Invisible but sensible aesthetic aspects of excellence in nursing.
Sine Maria Herholdt-LomholdtPublished in: Nursing philosophy : an international journal for healthcare professionals (2019)
Based on a Lived Experience Description written by an experienced nurse in Denmark, this article offers an ontological and existential-phenomenological exploration of aesthetic dimensions of excellence in nursing. In the research of Patricia Benner and colleagues, excellence in nursing is described as a matter of intuitive pattern recognition based on clinical experience and narrative understanding. In this article, and based on phenomenological reflections and philosophical inspirations from the Danish philosopher Dorthe Jørgensen and the French philosopher Maurice Merleau-Ponty, I suggest an extended understanding of excellence in nursing, and I argue that the work and research of Benner seem to overlook ontological and aesthetic aspects of excellence in nursing.
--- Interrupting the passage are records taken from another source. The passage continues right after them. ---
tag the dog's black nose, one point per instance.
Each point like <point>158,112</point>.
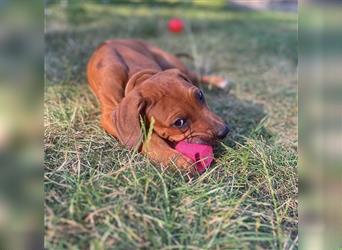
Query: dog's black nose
<point>223,132</point>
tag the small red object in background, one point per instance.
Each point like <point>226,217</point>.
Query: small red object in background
<point>176,25</point>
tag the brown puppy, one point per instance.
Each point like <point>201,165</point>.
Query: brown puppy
<point>133,79</point>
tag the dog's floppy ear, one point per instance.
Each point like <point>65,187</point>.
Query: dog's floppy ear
<point>126,119</point>
<point>137,78</point>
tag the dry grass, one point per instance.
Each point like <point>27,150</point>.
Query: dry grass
<point>99,195</point>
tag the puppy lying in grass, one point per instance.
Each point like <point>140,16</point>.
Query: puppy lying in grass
<point>133,80</point>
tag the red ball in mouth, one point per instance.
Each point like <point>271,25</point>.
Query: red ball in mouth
<point>176,25</point>
<point>200,153</point>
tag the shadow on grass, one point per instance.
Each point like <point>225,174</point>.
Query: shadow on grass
<point>245,118</point>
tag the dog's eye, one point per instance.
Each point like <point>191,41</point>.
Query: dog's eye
<point>179,123</point>
<point>200,96</point>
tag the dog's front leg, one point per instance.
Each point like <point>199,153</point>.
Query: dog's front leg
<point>159,151</point>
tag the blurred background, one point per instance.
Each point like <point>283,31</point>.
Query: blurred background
<point>21,109</point>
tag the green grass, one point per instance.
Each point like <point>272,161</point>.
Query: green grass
<point>100,195</point>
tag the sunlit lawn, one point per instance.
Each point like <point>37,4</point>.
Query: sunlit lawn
<point>100,196</point>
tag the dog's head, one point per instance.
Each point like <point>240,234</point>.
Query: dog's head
<point>177,106</point>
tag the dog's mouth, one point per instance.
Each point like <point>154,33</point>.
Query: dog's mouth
<point>193,140</point>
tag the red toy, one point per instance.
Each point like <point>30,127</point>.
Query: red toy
<point>176,25</point>
<point>200,153</point>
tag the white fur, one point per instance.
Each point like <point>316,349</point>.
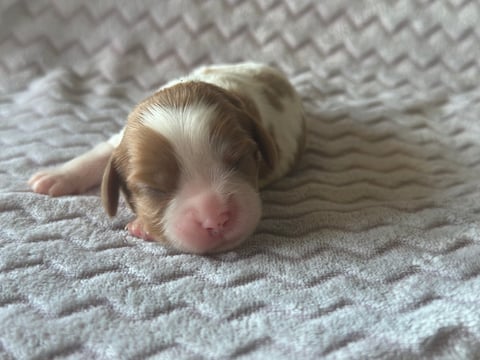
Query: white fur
<point>286,124</point>
<point>188,130</point>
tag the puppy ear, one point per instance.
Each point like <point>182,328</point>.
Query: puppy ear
<point>111,187</point>
<point>265,141</point>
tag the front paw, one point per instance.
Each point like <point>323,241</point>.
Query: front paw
<point>54,182</point>
<point>137,229</point>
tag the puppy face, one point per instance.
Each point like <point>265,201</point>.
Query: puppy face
<point>189,165</point>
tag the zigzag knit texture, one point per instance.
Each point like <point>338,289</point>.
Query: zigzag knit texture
<point>369,249</point>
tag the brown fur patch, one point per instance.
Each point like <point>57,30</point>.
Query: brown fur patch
<point>145,168</point>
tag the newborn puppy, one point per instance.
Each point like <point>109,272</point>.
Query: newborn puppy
<point>192,157</point>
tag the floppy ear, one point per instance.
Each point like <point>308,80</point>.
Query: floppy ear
<point>266,144</point>
<point>111,187</point>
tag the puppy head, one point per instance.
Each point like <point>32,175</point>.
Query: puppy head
<point>189,165</point>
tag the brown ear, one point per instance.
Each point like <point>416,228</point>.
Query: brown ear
<point>266,144</point>
<point>111,188</point>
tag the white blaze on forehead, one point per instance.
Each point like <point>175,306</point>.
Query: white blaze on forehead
<point>188,129</point>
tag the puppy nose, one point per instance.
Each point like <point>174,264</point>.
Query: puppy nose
<point>216,224</point>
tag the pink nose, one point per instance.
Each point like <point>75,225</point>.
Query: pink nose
<point>215,225</point>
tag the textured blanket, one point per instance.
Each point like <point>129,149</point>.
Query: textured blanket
<point>370,249</point>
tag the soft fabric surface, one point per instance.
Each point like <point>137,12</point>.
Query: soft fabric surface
<point>370,249</point>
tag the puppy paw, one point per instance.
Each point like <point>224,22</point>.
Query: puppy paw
<point>55,182</point>
<point>137,229</point>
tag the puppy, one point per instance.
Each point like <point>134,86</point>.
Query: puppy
<point>192,157</point>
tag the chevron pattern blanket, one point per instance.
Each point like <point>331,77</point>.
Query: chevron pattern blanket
<point>371,249</point>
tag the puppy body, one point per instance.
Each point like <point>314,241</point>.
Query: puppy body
<point>192,156</point>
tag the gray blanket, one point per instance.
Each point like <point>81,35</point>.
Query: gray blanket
<point>370,249</point>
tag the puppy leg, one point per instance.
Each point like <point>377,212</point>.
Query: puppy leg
<point>75,176</point>
<point>136,228</point>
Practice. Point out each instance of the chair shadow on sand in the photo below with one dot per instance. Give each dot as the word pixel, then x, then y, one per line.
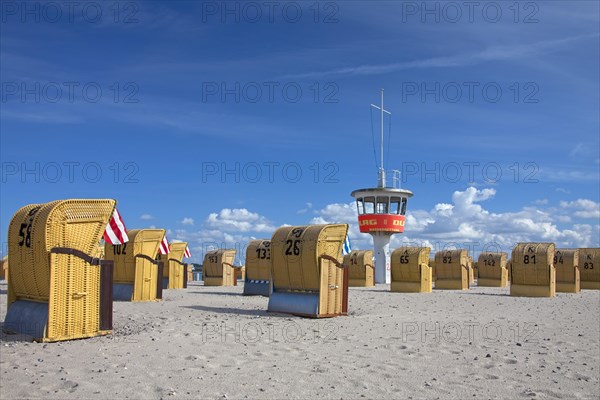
pixel 216 293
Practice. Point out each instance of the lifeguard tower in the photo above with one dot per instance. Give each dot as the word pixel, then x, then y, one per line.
pixel 382 210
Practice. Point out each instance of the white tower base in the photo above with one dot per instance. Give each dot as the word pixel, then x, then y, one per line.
pixel 381 245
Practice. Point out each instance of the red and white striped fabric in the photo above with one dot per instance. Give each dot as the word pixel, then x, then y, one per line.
pixel 164 246
pixel 115 232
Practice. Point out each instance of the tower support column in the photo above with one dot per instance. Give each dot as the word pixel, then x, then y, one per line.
pixel 381 245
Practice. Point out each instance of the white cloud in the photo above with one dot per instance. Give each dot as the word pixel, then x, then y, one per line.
pixel 584 208
pixel 240 220
pixel 187 221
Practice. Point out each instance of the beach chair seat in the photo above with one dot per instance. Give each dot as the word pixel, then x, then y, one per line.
pixel 4 268
pixel 258 268
pixel 451 267
pixel 57 289
pixel 491 269
pixel 589 268
pixel 174 269
pixel 410 270
pixel 566 262
pixel 135 276
pixel 308 275
pixel 361 271
pixel 532 270
pixel 218 268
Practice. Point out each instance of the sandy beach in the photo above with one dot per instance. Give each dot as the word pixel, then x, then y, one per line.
pixel 207 342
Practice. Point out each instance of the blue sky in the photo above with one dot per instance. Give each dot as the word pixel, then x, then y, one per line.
pixel 221 121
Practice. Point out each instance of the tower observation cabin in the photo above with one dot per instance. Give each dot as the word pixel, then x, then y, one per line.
pixel 382 210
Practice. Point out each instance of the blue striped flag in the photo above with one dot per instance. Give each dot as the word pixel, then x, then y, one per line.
pixel 347 248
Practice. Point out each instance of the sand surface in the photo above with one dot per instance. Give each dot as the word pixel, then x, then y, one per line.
pixel 207 342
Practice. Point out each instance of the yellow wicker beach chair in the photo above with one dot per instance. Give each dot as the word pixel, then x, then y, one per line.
pixel 174 270
pixel 361 272
pixel 532 270
pixel 4 268
pixel 218 268
pixel 452 269
pixel 135 276
pixel 471 272
pixel 491 269
pixel 57 290
pixel 258 268
pixel 589 268
pixel 410 272
pixel 308 275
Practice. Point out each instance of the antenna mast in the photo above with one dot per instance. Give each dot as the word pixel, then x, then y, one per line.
pixel 381 177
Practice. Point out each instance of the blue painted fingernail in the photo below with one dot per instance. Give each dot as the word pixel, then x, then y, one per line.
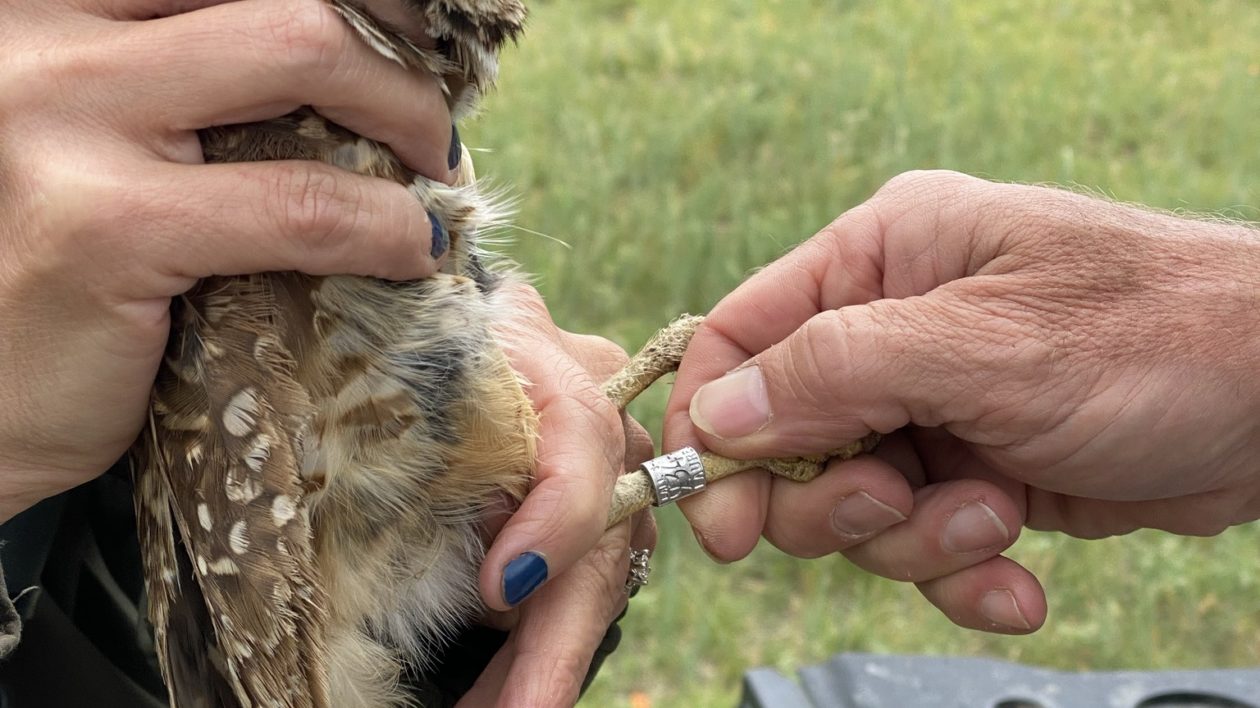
pixel 456 153
pixel 441 242
pixel 523 576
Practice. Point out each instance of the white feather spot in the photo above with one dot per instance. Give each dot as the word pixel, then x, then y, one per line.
pixel 241 490
pixel 241 412
pixel 238 538
pixel 193 455
pixel 282 509
pixel 203 517
pixel 224 566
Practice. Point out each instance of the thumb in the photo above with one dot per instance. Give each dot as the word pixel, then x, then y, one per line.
pixel 844 373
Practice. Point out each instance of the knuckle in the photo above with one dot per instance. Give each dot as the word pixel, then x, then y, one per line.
pixel 919 182
pixel 819 362
pixel 794 541
pixel 304 34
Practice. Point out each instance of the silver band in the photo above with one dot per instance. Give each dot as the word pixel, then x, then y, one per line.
pixel 675 475
pixel 639 570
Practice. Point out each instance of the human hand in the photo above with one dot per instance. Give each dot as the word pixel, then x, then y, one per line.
pixel 106 212
pixel 1048 360
pixel 558 531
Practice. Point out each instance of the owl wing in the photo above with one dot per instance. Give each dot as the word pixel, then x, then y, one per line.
pixel 234 599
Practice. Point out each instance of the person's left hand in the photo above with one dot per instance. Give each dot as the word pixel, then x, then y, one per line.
pixel 585 444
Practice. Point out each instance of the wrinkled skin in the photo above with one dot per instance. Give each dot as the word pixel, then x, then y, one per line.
pixel 107 212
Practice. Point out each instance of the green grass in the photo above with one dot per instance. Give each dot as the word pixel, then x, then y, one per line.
pixel 674 146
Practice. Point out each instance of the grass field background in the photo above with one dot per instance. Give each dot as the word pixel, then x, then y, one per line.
pixel 673 146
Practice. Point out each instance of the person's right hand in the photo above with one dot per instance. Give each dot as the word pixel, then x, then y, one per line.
pixel 1047 359
pixel 107 212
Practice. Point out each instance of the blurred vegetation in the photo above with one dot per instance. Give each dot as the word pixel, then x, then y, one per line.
pixel 662 150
This article argues that aesthetic aspects of excellence in nursing can be comprehended as moments where nurses sense a surplus of meaning and moments where the nurse and the patient share and are subjected to communal and unfolding life phenomena. Aesthetic dimensions of being in nursing can, from an ontological approach, best be described as similar to the way human beings listen to a piece of music or to how artists try to give a voice to the world: as a resonant way of being and becoming within the moment.